Through this new alignment, Southwire is placing an increased emphasis on its core wire and cable business and looking at opportunities to focus more intently on areas like metals management, modernization, research and development and systems optimization, all while remaining a premier employer and best serving the needs of its customers.
“Our long-term strategic vision to build upon our core and look for opportunities in adjacent and transformational spaces remains solid,” Rich Stinson, Southwire’s CEO, said in the press release. “As we grow, it is important that we focus on the success of our wire and cable business first and spend the majority of our short-term efforts executing upon on our core growth strategies and operational initiatives like modernization and systems optimization.”

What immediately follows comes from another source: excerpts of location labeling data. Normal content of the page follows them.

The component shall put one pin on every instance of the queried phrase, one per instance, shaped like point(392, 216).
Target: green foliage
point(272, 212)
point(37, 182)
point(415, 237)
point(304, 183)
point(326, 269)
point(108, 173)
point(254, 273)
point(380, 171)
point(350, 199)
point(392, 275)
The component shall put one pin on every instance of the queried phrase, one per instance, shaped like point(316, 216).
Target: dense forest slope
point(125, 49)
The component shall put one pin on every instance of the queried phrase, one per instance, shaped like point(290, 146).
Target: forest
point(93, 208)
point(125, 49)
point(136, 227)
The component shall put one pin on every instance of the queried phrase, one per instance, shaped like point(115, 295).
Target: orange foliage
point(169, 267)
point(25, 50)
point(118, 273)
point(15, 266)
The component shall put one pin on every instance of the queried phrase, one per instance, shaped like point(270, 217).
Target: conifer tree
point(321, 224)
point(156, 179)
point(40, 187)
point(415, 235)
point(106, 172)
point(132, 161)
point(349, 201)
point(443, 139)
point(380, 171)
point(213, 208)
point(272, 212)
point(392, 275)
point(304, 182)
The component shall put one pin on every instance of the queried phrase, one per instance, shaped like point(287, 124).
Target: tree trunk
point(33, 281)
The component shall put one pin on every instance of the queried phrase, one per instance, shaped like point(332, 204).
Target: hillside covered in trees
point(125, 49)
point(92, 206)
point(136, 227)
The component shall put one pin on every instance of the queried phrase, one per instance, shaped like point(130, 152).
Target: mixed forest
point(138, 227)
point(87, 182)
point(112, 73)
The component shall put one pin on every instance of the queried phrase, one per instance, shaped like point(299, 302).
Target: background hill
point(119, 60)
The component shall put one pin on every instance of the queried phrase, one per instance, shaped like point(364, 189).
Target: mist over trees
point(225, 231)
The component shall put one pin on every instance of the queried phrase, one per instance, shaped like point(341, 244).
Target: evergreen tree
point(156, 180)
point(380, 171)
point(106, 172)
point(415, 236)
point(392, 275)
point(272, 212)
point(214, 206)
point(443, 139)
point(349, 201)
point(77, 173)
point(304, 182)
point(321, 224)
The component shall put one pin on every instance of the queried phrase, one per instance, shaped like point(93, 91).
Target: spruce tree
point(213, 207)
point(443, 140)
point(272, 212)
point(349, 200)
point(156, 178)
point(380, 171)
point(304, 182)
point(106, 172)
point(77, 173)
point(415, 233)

Norman Adkins (top right) will now serve as the company’s executive VP and chief commercial officer – Wire and Cable. He has more than two decades of experience with the company, leading marketing, sales and business initiatives across wire and cable teams in areas such as international, utility, OEM and retail and electrical distribution, most recently serving as EVP and president of Southwire’s Construction Systems & Solutions Group.
While Adkins places an intent focus on the wire and cable business, Brandon Moss will be promoted to executive VP of Tools, Components & Assembled Products. Under Moss’s leadership, Southwire will continue to leverage its existing and recently acquired tools, components & assembled products businesses to deliver value, drive profitability and further support its core wire and cable business.
Moss (center-right) joined Southwire in 2007 as part of the Retail Sales team and was a key contributor to the launch, growth and development of the company’s tools & equipment business. This segment of Southwire’s product offering has grown, both organically and through acquisition, since 2012 to now include a wide variety of hand tools, contractor equipment, assembled solutions, connectors, lighting products and more. In 2018, the company completed two acquisitions, Garvin and ProBuilt, further supporting its commitment to growth in this space.
“Aligning with our corporate strategy, we will focus on profitably growing our core tools, components and assembled products business,” Moss said in the press release. “Over the last five years, we have built a strong tools team and product offering. We will now grow our existing solutions, maximize our ability to accelerate our growth and work to best meet the needs of our customers.”
Additionally, as one of the leading consumers of copper and aluminum in the world, the company is strengthening its approach to metals management and the vital impact it has on the business. With this in mind, Charlie Murrah will now serve as Southwire’s EVP of Metals and will place a renewed emphasis on how the company participates in the metals market.
Murrah (bottom-right) began his career with Southwire in 1984 as an industrial engineer in the Carrollton Utility Products Plant. He subsequently held numerous engineering and management positions in Southwire’s energy cable and copper operations, serving most recently as the company’s executive VP and president of Southwire’s Power Systems & Solutions Group.
“In my career, I’ve seen, first-hand, how metals can support our quest to be world class, and I’ve also seen the reverse - how they can compromise the foundation of the business,” said Murrah. “I’m excited about bringing both a producer’s and a consumer’s perspective to this role and see opportunity as we enhance our cadence and disciplines around metals management.”
Additionally, the company will place further emphasis on its operations teams, focusing on strategic initiatives including safety, systems optimization and investments in modernization, strengthening its core and supporting the company’s growth objectives.
All executive transitions will be effective on Jan. 15. With these transitions, leaders are assessing their team structures and working to identify and address any opportunities, redundancies or overlap that may result from the new organization, which will include a restructure in the company’s salaried management workforce.
“I, along with the rest of our leadership team, look forward to how these changes will position us to best support Southwire’s strategic growth and allow us to remain a leader, both in our industry and as a great place to work,” said Stinson. “Moving into our new structure, it will require our ONE Southwire culture of empowerment, trust, consistency and inclusion to execute upon and reach the plans we have set for our future, and I believe we have the right team in place to achieve these goals.”